Di nuovo, The Newsroom non affronta direttamente queste domande perché ha già tutte le risposte pronte quando, invece, non c'è nessuna risposta a qualcosa che rompe il tessuto stesso della deontologia giornalistica, cioè la diffusione sregolata di informazioni da parte di, beh, chiunque ne abbia il potere. Riportare o non riportare queste informazioni è un dilemma che non esiste perché, come dimostra proprio il leak Sony, ogni leak si diffonde da solo e, soprattutto, travalica se stesso visto che può rivelarsi, che so, la pagina di un'agenda politica che, per ora, ci sfugge, o può essere strumentalizzato da chiunque per qualsiasi ragione o, come se non bastasse, ha un potenziale terroristico che viene messo a disposizione di chiunque sappia come sfruttare l'informazione dopo che è stata estratta dalla cassaforte nella quale era custodita. Indipendentemente dal fatto che venga confermato il coinvolgimento della Corea del Nord, il leak Sony suggerisce svariati scenari, ciascuno dei quali è altrettanto inquietante perché dimostra la forza dirompente di una informazione non filtrata, grezza, decontestualizzata, mitizzata. E' qui che anche il giornalismo reale fallisce, tranne in quei rari casi in cui le informazioni vengono selezionate da un preciso individuo e offerte a un preciso individuo come nel caso di Snowden e Glenn Greenwald, cioè quando l'interesse pubblico viene fin dall'inizio protetto dall'interesse, vorace, del pubblico.

Di fronte al leak Sony, in uno stallo etico che dipende dall'anacronismo delle loro convinzioni, i personaggi di The Newsroom probabilmente avrebbero passato giorni a chiedersi se era il caso o meno di partecipare al festino mediatico.

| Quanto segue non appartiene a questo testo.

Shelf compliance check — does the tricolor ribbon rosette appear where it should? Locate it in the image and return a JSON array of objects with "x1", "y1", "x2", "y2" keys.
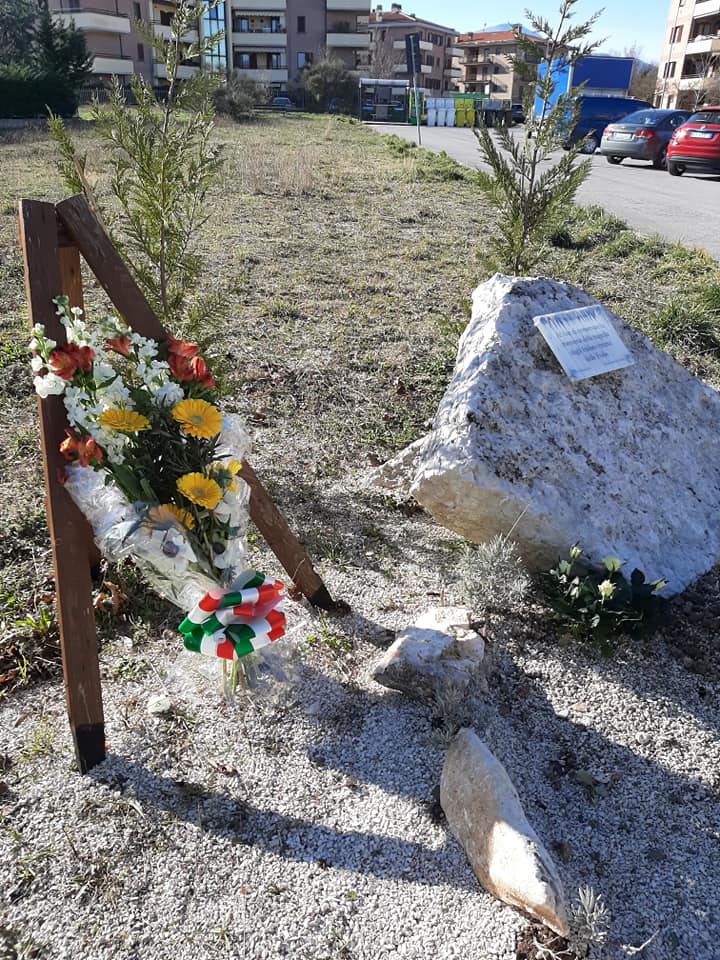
[{"x1": 178, "y1": 573, "x2": 285, "y2": 660}]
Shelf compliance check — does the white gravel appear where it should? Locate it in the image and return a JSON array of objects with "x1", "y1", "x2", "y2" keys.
[{"x1": 0, "y1": 474, "x2": 720, "y2": 960}]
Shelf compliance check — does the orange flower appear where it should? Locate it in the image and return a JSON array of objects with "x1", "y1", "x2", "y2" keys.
[
  {"x1": 50, "y1": 343, "x2": 95, "y2": 380},
  {"x1": 168, "y1": 336, "x2": 200, "y2": 357},
  {"x1": 105, "y1": 337, "x2": 130, "y2": 357},
  {"x1": 60, "y1": 430, "x2": 102, "y2": 467}
]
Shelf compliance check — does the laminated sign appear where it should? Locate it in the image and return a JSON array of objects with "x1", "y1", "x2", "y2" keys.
[{"x1": 533, "y1": 305, "x2": 635, "y2": 380}]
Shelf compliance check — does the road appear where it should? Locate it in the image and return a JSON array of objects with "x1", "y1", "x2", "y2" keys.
[{"x1": 371, "y1": 123, "x2": 720, "y2": 260}]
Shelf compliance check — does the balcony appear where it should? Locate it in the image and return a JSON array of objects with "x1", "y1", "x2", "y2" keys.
[
  {"x1": 685, "y1": 36, "x2": 720, "y2": 57},
  {"x1": 232, "y1": 30, "x2": 287, "y2": 50},
  {"x1": 53, "y1": 8, "x2": 130, "y2": 33},
  {"x1": 325, "y1": 31, "x2": 370, "y2": 50},
  {"x1": 92, "y1": 57, "x2": 135, "y2": 77},
  {"x1": 232, "y1": 0, "x2": 287, "y2": 7},
  {"x1": 693, "y1": 0, "x2": 720, "y2": 20},
  {"x1": 235, "y1": 67, "x2": 288, "y2": 83},
  {"x1": 393, "y1": 40, "x2": 433, "y2": 53}
]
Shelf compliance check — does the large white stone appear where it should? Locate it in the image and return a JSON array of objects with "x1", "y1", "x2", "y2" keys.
[
  {"x1": 372, "y1": 607, "x2": 485, "y2": 700},
  {"x1": 402, "y1": 274, "x2": 720, "y2": 593},
  {"x1": 440, "y1": 728, "x2": 568, "y2": 936}
]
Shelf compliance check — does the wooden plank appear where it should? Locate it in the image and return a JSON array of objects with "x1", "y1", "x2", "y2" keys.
[
  {"x1": 56, "y1": 195, "x2": 167, "y2": 340},
  {"x1": 19, "y1": 200, "x2": 105, "y2": 773},
  {"x1": 240, "y1": 460, "x2": 344, "y2": 610}
]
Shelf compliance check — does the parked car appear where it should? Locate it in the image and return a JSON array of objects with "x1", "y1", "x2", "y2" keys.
[
  {"x1": 563, "y1": 95, "x2": 653, "y2": 153},
  {"x1": 667, "y1": 107, "x2": 720, "y2": 177},
  {"x1": 600, "y1": 110, "x2": 691, "y2": 169}
]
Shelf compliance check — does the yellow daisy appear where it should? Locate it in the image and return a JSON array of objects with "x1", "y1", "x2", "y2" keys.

Non avrebbero fatto una bella figura, ma neanche i giornalisti reali l'hanno fatta, o la maggior parte di questi. Invece di cercare di filtrare e contestualizzare le informazioni che via via sono arrivate, invece di cercare di cogliere il grande disegno dietro al leak e il grande disegno di una società devota a qualsiasi forma di terrorismo, compreso da adesso in poi quello dell'informazione, hanno abboccato all'esca della notizia facile, già surriscaldata, offerta su un piatto d'argento, da chiunque sia stato, per qualunque ragione.